Roma, 12 gen. (askanews) – Conciliare vita e lavoro per la donna è sempre più difficile. Secondo la Relazione annuale sulle convalide delle dimissioni e risoluzioni consensuali delle lavoratrici madri e dei lavoratori padri- la difficoltà maggiore è riscontrata nella conciliazione tra il lavoro e la vita per ragioni legate all’azienda dove si lavora (46,9% delle motivazioni di questa categoria), mentre le difficoltà riscontrate nell’organizzazione e nelle condizioni di lavoro.

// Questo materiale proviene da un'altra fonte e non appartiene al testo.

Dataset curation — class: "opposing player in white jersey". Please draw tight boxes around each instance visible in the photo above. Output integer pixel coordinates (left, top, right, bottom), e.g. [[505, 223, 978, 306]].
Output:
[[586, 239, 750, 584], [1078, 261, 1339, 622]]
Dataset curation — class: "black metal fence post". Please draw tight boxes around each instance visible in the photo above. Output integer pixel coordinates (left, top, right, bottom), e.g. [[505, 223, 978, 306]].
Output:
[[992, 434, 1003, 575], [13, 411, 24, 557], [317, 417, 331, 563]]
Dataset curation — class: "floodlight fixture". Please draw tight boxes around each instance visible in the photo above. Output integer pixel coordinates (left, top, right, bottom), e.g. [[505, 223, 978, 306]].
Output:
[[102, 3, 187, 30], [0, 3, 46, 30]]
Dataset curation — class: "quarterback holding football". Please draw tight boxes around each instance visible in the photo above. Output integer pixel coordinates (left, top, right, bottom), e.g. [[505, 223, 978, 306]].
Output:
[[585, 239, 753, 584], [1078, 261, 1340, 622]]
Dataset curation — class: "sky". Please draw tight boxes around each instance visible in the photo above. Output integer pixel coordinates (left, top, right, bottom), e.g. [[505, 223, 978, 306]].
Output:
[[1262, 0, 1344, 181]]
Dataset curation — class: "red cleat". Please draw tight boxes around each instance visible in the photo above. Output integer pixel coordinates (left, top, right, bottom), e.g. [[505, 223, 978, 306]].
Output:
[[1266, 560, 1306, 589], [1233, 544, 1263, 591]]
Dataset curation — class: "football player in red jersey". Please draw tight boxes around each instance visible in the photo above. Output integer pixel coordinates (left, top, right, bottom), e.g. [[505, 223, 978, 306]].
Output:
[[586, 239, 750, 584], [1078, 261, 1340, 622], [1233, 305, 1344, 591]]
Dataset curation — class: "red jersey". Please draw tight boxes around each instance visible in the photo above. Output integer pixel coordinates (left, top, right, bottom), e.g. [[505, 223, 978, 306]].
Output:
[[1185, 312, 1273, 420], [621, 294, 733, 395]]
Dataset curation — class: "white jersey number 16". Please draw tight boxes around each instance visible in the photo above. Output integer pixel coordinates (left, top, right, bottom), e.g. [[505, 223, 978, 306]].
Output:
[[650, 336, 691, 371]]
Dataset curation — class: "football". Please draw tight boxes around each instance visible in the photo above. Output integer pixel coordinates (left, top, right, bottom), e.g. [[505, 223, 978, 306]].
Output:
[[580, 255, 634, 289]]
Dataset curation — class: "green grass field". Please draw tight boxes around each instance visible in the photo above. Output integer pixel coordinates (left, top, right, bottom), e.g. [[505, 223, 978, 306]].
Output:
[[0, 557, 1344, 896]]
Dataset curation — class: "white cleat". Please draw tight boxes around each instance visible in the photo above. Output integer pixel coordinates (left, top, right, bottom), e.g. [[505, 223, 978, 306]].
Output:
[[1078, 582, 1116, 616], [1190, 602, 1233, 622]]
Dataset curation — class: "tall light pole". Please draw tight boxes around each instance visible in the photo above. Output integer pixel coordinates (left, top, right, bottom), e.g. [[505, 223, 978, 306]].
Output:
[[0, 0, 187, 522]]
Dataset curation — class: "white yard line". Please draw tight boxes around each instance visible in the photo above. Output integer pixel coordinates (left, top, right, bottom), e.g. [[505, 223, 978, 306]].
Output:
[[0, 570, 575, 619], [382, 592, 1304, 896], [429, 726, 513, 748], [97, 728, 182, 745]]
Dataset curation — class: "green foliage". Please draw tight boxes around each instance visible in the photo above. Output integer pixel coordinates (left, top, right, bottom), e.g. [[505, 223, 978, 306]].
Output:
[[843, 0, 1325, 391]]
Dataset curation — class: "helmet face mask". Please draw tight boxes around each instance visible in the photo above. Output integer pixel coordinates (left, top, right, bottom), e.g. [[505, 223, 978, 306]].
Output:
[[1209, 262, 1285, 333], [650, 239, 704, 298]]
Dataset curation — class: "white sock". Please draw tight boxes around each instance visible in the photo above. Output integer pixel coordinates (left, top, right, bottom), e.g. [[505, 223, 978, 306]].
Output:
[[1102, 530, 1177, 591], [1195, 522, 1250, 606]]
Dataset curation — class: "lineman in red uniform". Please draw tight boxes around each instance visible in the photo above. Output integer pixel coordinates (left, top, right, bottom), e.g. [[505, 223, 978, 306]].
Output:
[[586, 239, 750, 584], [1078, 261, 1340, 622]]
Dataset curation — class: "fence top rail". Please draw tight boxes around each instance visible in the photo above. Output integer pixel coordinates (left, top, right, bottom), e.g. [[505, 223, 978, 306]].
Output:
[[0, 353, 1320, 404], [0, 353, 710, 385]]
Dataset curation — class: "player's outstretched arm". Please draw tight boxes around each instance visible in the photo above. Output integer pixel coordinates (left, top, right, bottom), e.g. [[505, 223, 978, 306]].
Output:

“In un tempo di incertezza economica e di difficoltà – afferma è Elisabetta Pieragostini, Ceo di Dami, Presidente Confindustria Fermo (Accessoristi) e autrice della prima guida italiana contro le molestie nei luoghi di lavoro – noi imprenditori dobbiamo realizzare piattaforme aziendali per l’inclusione sociale e per il rispetto dei diritti individuali. Occorre un Welfare 4.0 che non veda più il lavoratore come ‘risorsa’, ma come persona nella sua interezza alla quale destinare servizi integrati di conciliazione vita-lavoro, come sportelli di ascolto psicologico, continuativi e professionali; percorsi di formazione emotiva e comunicativa, le cosiddette soft skills o competenze trasversali e non solo tecniche; sistemi per prevenire stress, burnout, leadership più consapevoli, capaci di vedere oltre la performance. Le esigenze della produttività non possono essere slegate dalla necessità di costruire ambienti di lavoro equi, inclusivi e sicuri. È inutile parlare di produttività se prima non costruiamo ambienti in cui si può respirare, dove si può dire la propria opinione ed ambienti equi, inclusivi e sicuri. Le buone pratiche aziendali possono rappresentare un modello per una sorta di “Inclusion act”, una legge nazionale in grado di introdurre una svolta decisiva nell’armonizzazione delle esigenze professionali con quelle personali nel segno della centralità della persona”.